Es hat schon etwas Seltsames, wenn ausgerechnet jene, die sich auf Völkerrecht berufen, nun umso lauter nach Maßnahmen schreien, die eine Verletzung eben dieses Völkerrechts bedeuten - gemeint sind die amerikanisch-arabischen Bombardements der IS-Stellungen, was immer darunter verstanden wird. Für die nicht einmal ein UN-Beschluß vorliegt. Für die auch kein Krieg erklärt wurde. Die einfach nützlich sein sollen. Wem? Wofür?

Denn die militärische Effizienz solcher Aktionen in "asymmetrischen Kriegen" ist ja bekannt: Kollateralschäden überwiegen bei weitem jeden militärischen Nutzen, Leidtragende sind die Zivilpersonen. Darüber sollten in Umlauf gebrachte Videoaufnahmen, die höchste Präzision und "Sauberkeit" amerikanischer Waffensysteme vorgaukeln sollen, in Wahrheit aber blanke Propaganda sind, nicht hinwegtäuschen. Das Leben von Soldaten wollen aber nicht einmal die arabischen Staaten eingehen, die sich gerne am Computerbildschirm an Kämpfen beteiligen, aber keine Menschenleben riskieren wollen.

Das Opfer dieser konzertierten Völkerrechtsverletzungen ist klar: Syrien. Immerhin (noch) ein Staat. Damit das Rechtssubjekt des Völkerrechts, das sich nur auf Staaten bezieht. Aber dieser - doch nächstliegende? - Gedanke ist hiesigen Medien nicht einmal in einem Pollenflüglein erahnbar.

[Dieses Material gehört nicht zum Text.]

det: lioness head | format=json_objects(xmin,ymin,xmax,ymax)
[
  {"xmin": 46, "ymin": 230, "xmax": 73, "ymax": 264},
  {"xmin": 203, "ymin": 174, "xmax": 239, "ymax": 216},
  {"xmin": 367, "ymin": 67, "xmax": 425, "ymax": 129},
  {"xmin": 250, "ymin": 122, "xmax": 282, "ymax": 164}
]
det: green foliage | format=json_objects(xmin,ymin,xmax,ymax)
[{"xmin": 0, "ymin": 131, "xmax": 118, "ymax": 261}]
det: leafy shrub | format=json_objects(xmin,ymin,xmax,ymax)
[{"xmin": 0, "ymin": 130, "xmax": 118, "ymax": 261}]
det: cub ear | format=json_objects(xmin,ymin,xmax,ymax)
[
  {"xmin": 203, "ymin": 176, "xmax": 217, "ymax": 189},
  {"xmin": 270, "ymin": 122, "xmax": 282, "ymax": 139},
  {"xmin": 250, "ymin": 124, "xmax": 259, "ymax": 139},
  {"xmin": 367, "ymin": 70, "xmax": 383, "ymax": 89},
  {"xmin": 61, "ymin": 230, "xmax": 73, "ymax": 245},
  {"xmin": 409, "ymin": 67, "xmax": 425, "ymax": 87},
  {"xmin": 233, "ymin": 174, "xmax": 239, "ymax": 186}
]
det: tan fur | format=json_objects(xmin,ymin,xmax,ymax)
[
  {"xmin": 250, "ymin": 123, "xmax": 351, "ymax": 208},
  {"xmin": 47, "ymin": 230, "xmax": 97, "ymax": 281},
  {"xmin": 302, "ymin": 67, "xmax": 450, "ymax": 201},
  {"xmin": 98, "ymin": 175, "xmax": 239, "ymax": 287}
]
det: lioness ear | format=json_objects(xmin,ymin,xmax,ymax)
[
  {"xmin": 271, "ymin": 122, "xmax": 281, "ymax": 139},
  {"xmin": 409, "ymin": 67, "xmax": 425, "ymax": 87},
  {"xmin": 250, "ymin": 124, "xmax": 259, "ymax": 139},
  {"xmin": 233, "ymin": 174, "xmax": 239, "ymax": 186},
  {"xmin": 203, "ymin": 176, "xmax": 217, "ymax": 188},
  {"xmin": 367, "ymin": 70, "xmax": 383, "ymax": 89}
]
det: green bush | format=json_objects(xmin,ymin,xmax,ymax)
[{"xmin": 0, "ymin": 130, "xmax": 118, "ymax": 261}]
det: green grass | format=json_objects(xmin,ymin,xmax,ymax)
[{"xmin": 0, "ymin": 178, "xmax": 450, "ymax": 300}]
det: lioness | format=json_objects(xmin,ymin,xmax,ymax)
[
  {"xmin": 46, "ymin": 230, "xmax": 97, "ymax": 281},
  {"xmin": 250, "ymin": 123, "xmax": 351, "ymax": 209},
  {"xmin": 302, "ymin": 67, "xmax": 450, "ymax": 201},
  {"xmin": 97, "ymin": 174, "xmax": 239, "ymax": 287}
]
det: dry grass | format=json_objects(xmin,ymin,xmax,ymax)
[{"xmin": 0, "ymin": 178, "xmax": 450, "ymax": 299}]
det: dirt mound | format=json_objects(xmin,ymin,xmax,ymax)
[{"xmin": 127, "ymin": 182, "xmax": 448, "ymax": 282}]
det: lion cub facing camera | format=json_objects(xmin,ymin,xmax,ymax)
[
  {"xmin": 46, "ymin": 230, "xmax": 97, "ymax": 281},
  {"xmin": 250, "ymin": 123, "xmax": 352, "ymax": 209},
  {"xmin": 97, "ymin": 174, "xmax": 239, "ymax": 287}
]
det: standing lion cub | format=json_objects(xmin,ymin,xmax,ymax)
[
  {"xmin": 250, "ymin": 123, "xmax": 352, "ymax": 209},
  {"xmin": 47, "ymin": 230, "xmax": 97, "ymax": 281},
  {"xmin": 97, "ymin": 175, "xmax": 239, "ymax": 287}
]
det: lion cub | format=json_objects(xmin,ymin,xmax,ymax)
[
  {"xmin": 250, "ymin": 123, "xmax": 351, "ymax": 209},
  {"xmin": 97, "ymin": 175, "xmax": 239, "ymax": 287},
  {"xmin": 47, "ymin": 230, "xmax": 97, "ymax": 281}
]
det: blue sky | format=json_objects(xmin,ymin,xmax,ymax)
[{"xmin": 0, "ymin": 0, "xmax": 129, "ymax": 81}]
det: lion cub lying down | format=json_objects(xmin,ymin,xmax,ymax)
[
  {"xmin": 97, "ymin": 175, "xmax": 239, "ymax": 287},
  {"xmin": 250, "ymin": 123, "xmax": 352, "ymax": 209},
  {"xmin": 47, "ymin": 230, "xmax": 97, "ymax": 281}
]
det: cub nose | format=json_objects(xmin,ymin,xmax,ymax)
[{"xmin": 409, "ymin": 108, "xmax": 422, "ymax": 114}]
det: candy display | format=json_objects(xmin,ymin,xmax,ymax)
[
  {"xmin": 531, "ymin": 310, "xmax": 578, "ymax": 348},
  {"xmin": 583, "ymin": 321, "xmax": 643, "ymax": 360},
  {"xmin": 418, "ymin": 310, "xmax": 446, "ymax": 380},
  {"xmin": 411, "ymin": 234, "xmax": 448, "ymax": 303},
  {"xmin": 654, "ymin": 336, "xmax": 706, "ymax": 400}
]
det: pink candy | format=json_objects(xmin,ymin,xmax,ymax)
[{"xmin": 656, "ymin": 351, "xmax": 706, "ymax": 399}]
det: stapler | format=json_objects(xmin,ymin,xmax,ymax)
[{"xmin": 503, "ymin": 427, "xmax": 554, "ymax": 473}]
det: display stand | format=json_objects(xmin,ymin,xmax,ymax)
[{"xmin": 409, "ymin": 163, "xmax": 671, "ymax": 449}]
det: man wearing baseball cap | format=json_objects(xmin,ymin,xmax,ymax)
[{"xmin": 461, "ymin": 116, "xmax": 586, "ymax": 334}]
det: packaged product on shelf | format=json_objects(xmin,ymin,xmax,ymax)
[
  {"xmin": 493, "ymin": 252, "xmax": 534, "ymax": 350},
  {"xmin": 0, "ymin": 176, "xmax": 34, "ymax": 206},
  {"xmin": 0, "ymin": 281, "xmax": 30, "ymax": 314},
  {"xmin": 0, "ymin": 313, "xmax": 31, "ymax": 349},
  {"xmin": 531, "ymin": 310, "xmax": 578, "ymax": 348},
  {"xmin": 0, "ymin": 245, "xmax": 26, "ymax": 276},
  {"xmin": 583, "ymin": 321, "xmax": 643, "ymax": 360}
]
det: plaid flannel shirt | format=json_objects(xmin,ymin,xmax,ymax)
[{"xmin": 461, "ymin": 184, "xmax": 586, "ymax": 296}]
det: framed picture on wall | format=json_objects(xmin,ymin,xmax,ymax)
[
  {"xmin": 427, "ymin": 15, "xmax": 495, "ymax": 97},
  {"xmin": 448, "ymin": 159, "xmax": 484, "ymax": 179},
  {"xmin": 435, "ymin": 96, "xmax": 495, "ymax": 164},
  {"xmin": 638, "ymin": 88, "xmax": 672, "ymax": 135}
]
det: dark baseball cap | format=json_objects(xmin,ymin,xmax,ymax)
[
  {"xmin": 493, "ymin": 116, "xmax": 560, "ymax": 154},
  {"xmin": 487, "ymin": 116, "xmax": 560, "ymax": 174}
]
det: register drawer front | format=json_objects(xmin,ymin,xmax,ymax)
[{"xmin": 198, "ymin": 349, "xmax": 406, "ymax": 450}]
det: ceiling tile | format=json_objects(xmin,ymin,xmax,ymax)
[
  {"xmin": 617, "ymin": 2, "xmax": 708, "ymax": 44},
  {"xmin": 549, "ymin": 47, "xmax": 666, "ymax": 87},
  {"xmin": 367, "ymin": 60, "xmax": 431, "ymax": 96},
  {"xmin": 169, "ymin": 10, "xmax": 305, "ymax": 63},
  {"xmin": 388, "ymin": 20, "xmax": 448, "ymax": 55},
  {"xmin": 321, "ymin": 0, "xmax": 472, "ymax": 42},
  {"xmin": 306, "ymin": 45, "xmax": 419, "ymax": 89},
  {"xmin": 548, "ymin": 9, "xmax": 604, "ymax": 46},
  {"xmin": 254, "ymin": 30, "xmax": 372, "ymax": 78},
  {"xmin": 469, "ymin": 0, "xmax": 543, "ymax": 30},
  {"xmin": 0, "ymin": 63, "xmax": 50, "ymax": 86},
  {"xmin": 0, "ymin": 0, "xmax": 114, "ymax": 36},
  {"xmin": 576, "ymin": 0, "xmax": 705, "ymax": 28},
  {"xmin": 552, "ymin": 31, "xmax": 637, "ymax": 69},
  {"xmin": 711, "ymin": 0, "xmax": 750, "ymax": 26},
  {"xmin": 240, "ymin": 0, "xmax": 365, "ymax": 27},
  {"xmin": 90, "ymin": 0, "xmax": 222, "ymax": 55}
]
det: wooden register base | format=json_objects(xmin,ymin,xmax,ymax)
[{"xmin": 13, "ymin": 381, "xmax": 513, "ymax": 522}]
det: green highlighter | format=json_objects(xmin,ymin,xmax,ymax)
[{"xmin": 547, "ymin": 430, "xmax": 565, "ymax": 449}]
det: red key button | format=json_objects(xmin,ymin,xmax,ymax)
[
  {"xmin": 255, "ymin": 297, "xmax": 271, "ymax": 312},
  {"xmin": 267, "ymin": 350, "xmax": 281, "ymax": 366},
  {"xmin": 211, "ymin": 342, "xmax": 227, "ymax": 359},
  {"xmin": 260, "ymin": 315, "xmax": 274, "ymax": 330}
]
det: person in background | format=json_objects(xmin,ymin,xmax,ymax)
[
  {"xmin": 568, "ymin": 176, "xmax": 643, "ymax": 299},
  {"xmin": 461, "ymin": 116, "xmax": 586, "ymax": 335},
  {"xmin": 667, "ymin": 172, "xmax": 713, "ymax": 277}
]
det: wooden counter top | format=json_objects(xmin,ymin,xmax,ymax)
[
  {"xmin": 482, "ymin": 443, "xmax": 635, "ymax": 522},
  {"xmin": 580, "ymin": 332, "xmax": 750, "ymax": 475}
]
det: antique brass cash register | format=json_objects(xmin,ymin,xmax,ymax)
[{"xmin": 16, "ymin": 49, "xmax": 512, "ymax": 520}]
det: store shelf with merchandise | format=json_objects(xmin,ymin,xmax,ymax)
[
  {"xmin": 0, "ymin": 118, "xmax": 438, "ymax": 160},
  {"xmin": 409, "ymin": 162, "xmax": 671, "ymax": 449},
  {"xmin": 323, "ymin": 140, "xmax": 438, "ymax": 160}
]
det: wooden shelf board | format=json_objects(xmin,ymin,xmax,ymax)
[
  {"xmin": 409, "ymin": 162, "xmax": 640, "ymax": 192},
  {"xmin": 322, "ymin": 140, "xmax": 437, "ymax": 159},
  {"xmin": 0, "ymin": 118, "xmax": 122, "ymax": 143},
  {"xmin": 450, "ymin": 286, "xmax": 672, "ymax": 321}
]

Denn wir wissen ja: Wenn es um die gute Sache geht, ist jedes Mittel recht. Völkerrecht ist nur ein Totschlaginstrument, wenn es dieser guten Sache gerade einmal dient. Oder nicht dient, je nachdem, dann beziehen wir uns darauf. Und was eine gute Sache ist, wissen wir ja alle. Die Amerikaner haben sich außerdem ohnehin noch nie einen Deut um Völkerrecht geschert. Nicht zuletzt der hochgepriesene Wilson hat es bewiesen, der für seine humanen Ideen, die Europa ins Chaos stürzten, weil sie die Begriffe Staat und Volk mal so, mal so verwendeten, ein paar Jahre jedes Recht aussetzen wollte.

Im direkten Handeln ist diese Haltung der USA historisch also ziemlich augenscheinlich. Vermutlich, weil sich die USA selber nie als Staat verstanden haben, sondern eher als religiöse Bewegung. Zu mehr reichte die Kultur des Abschaums, der aus Europa ins Niemandsland der unbegrenzten Möglichkeiten überschwappte, wohl nie.*

Denn für sendungsbewußte Amerikaner, die ja nur Religionskriege führen, sind Gegner immer Feinde der Religion, und damit ... keine Menschen. Bestenfalls Terroristen. Und Terrorist ist jeder, der die amerikanische Haltung nicht nur nicht teilt, sondern nicht unterstützt. Das haben sie brav von den Engländern übernommen, die im 17. Jhd. mit den Franzosen gemeinsam eine solche Linie im Atlantik definierten, jenseits deren kein abendländisches Recht mehr galt. Wer jenseits stand, was sich jenseits befand, war vogelfreies Kapergut.**

Daß die USA damit die ganze Welt zum Feind erklärt, ist also nur logisch. Und daß die Engländer, die ihre eigene Fahrerflucht- und Kapermentalität in den 1920er Jahren von sich gewiesen und Amerika dieses Machtvakuum gerne übernahm, damit dieser heidnischen Spur folgen, ist sowieso eine eigene Geschichte.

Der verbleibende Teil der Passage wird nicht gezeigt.